Where to begin?

The Eyre Affair is Jasper Fforde's first novel. It takes place in an alternate 1985, where literature is the opiate of the masses, and everyone is obsessed with Dickens, Keats and Milton. Airships take people skyward instead of planes and Richard III has been seen so many times by its fans that the theatres no longer employ actors, and instead just pick out random members of the audience to act out the story (with interesting Rocky Horror-style shoutbacks: "When is the winter of our discontent?").

The book follows the adventures of Literary Detective Thursday Next, working in Swindon's branch of the Special Operations Network's Literatecs (Special Operations 27, SpecOps-27 or SO-27 for short). The Literatecs' job is to deal with forged copies of Shakespeare and other writers, and it is through this that she is recruited to another section of the Special Operations Network to track down the theft of the original manuscript of Martin Chuzzlewit, one of England's most valuable treasures.

With no signs of entry and nobody showing up on the security cameras, the perpetrator of the crime must be Acheron Hades, who is so powerful that he can hear his name whispered from half a mile away. He has stolen Thursday's inventor uncle's most recent gadget: The Prose Portal. This allows anyone to enter any book, and talk to the characters and wander around the story, changing it as they go. The only drawback to this is that if it is used on the original manuscript of a book, all copies of it worldwide change in accordance to what you do (Nice and easy to avoid changing things in books with first-person narrative, but harder to do when there's a narrator).

Hades' plan? Hand over the money or Chuzzlewit himself gets a bullet in the face halfway down page 1, removing one of Dickens' best loved works from libraries everywhere, and it's up to Thursday to get in and stop him.

Throw in that the almighty multinational The Goliath Corporation want the Prose Portal for their own ends as well, and will do pretty much anything to get it, and you have an amazing book, with far too much going on for me to tell here, and I wouldn't want to ruin anything for people who haven't read it.

Thursday Next also appears in the sequels
Lost in a Good Book
The Well of Lost Plots and
Something Rotten

Bless the GSD!

More information can be found at http://www.thursdaynext.com, including links to the SpecOps-27 site, Goliath's merchandising page, and fun things to do with your genetically reengineered pet dodo!

The Eyre Affair
By Jasper Fforde
Penguin Books, 2001


Well, really, Lord NAgasaki's review is right on target. This is a great book, and you should read it. However, I may be able to add a bit more information on the feel of the book, although Jasper Fforde doesn't make that easy.

The Eyre Affair is most often found in General Fiction, although it would be fair to put it in Science Fiction. My local library has it in the Mystery section, which is pushing it. If you really wanted to be exact, you would probably say that it is a comic science fiction/fantasy crime novel. Whatever you call it, it's an excellent read.

The sticking point for most readers, I suspect, will be the 'comic' label. This is very much a silly book, and at times it is too silly even for me (and I am a long time Douglas Adams and Terry Pratchett fan). The alternate reality that Thursday Next and friends live in is often a lot like ours, and usually within the envelope of magical realism -- that is, most characters certainly believe that they are living in a mundane, everyday world, but some characters happen to live in a part of reality that intersects with vampires. Or evil supervillians. Or time travel. But some of these bits of science fiction/fantasy fall outside of credulity, even if the audience is perfectly used to reading books about vampires and magicians.

The supervillain (well, the biggest supervillain), Acheron Hades, is the sort that fits better in a pulp comic book than a modern novel. The idea that you can travel into and out of books doesn't sit well with the comparatively sane storyline of a police investigation. And the mad inventor invents very silly things indeed, such as a device to get energy from meringue.

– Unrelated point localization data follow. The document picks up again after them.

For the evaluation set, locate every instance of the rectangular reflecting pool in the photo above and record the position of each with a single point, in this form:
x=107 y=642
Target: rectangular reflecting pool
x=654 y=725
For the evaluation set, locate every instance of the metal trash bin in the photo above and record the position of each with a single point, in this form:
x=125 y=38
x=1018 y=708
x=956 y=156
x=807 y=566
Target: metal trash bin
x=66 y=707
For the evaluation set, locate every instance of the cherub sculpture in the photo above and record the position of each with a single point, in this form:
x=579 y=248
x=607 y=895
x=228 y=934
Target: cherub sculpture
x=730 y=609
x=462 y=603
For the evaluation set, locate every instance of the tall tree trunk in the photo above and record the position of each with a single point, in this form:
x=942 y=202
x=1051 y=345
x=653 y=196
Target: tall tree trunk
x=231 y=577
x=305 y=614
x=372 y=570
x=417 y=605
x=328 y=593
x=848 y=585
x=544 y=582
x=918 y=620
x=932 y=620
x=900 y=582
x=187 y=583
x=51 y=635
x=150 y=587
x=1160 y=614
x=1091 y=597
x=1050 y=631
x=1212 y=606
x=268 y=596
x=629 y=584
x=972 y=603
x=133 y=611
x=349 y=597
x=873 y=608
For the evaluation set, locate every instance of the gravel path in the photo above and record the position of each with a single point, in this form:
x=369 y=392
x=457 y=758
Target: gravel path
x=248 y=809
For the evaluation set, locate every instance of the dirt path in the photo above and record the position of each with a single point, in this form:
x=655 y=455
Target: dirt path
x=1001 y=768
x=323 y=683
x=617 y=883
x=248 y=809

The upside to this is, the book works, and works well -- so you know it has to be really great, to overcome the silliness so completely. It has a well-written plot, likable characters, and lots of surprises. A lot of the odd bits fit very well into Thursday's world, making the story more cohesive and interesting, and the too-silly bits are treated with a matter-of-fact attitude that keeps them from being overwhelming.

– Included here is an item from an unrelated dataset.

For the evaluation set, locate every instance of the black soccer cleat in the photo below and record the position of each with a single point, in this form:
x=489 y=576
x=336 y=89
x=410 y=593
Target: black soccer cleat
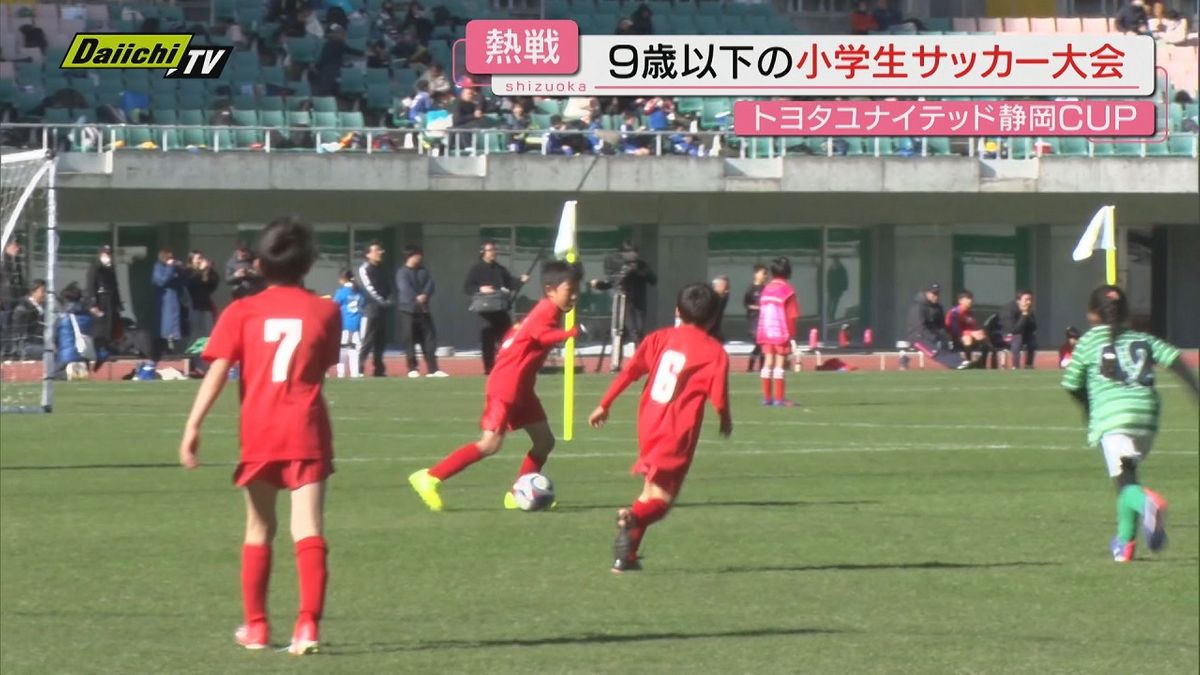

It is also worth noting that Eyre is written for a fairly intelligent audience, and even more so, for a well-read audience. There are constant literary references, in part due to the plot, but mostly due to the world. The characters go to plays in place of movie theaters, small talk as often as not means discussing Shakespeare conspiracy theories, and literary landmarks are big tourism. And this works really well -- and moreover, it works really well even if you hate small talk and don't care who wrote Shakespeare.

As mentioned above, this is a not a stand-alone work. The series thus far consists of:

In my opinion, The Eyre Affair is by far the best of these, and while the later books in the series are worth reading, you should also consider reading some of Fforde's other books, particularly The Big Over Easy and Shades of Grey. But by all means, start with The Eyre Affair -- you won't regret it.